"But how?" my kid implored. "I get that the sperm and the egg come together, but how?"
My palms are clammy just by typing about this memory.
I was raised to be book smart, so I know how to drill my son on multiplication facts and spelling words. But I'd rather reorganize all the unlabeled boxes in my garage than educate him on the nuts and bolts of human reproduction. The mere thought of it is dreadful.
Parents can defer this conversation, well, forever. And I've been playing a weak defensive game, not giving my children all the details and panicking every time they venture closer in their questions about the origin of babies.

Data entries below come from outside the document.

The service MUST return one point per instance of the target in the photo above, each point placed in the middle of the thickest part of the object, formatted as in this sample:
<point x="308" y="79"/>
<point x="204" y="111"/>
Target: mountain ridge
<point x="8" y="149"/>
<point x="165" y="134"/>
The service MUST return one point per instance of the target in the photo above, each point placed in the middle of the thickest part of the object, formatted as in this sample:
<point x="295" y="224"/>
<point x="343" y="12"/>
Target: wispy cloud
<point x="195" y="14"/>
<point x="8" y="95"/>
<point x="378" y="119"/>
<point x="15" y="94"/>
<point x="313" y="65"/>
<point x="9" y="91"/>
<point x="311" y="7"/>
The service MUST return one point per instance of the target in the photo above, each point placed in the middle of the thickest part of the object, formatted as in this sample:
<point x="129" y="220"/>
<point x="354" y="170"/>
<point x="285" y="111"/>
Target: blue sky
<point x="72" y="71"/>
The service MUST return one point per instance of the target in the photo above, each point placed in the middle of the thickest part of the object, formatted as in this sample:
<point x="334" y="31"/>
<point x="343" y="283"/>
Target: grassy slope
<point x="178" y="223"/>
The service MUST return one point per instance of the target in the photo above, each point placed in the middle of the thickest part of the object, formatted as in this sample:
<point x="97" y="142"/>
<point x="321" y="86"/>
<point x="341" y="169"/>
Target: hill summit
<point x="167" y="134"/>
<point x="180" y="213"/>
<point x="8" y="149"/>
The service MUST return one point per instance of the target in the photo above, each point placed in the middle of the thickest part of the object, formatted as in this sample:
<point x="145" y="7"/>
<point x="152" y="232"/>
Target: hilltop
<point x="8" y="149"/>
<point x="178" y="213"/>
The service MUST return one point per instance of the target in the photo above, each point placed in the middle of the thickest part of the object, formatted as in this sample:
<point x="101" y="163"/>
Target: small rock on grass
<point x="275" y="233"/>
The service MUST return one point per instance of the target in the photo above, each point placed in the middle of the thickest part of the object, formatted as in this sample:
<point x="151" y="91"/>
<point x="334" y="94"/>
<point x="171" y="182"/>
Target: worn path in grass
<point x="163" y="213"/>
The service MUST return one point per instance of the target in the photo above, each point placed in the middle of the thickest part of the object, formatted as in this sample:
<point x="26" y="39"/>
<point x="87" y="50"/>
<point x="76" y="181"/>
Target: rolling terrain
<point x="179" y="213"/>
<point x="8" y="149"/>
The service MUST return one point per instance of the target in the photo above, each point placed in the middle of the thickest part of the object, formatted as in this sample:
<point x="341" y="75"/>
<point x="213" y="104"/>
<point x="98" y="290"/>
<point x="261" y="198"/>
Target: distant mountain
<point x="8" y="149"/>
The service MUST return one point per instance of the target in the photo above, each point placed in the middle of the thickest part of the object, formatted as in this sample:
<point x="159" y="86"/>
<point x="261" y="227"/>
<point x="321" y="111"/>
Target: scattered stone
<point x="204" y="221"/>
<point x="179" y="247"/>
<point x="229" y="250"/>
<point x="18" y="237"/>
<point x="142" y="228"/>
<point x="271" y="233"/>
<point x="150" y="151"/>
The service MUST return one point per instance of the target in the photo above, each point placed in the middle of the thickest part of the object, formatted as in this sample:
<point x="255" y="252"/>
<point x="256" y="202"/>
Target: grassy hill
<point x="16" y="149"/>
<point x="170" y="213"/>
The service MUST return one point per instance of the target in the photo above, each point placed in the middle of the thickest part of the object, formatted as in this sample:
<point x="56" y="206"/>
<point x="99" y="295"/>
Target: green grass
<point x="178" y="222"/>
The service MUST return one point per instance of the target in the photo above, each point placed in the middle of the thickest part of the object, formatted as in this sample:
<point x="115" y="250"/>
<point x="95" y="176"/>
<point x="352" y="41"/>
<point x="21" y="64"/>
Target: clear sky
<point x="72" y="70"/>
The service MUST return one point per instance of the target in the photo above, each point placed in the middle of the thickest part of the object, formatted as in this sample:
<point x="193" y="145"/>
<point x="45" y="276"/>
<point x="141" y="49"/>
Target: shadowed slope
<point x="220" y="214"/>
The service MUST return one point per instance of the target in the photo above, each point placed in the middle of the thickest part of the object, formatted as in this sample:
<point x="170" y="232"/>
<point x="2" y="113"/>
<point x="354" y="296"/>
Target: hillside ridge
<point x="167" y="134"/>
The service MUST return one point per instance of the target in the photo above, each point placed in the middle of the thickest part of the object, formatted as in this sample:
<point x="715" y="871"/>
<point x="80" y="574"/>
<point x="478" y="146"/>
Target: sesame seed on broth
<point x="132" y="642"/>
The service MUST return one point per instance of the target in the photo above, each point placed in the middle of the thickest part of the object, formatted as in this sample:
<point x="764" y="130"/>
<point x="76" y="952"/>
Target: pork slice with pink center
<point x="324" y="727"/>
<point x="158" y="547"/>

That's why I shared some hearty laughs with Christina Haddad Gonzalez, director of student support services at Richfield Public Schools. She oversees school social workers — the very staff who teach elementary school kids sexual health. I called her because Matt Birk, the former Minnesota Viking who's now running for lieutenant governor, recently accused the district of "sexually indoctrinating kindergartners" while teaching them about genitalia.
Haddad Gonzalez and I weren't laughing at Birk. We barely discussed him. Instead, we connected over the way we middle-aged women were raised, as daughters of immigrants (hers from Lebanon, and mine from Hong Kong and Taiwan) who never got the sex talk at home, often having to glean what we could from our girlfriends.
I was in awe of how someone with a similar background to me was so comfortable articulating concepts about touch, decision-making, and anatomy in ways that were age-appropriate for children. It made me realize how much work as a parent I needed to do.

Haddad Gonzalez, too, reflected on how little she was taught about her body. "And what I was taught about my body was shame-based," she said. "We haven't normalized that we own our bodies, and that every function of our body is normal."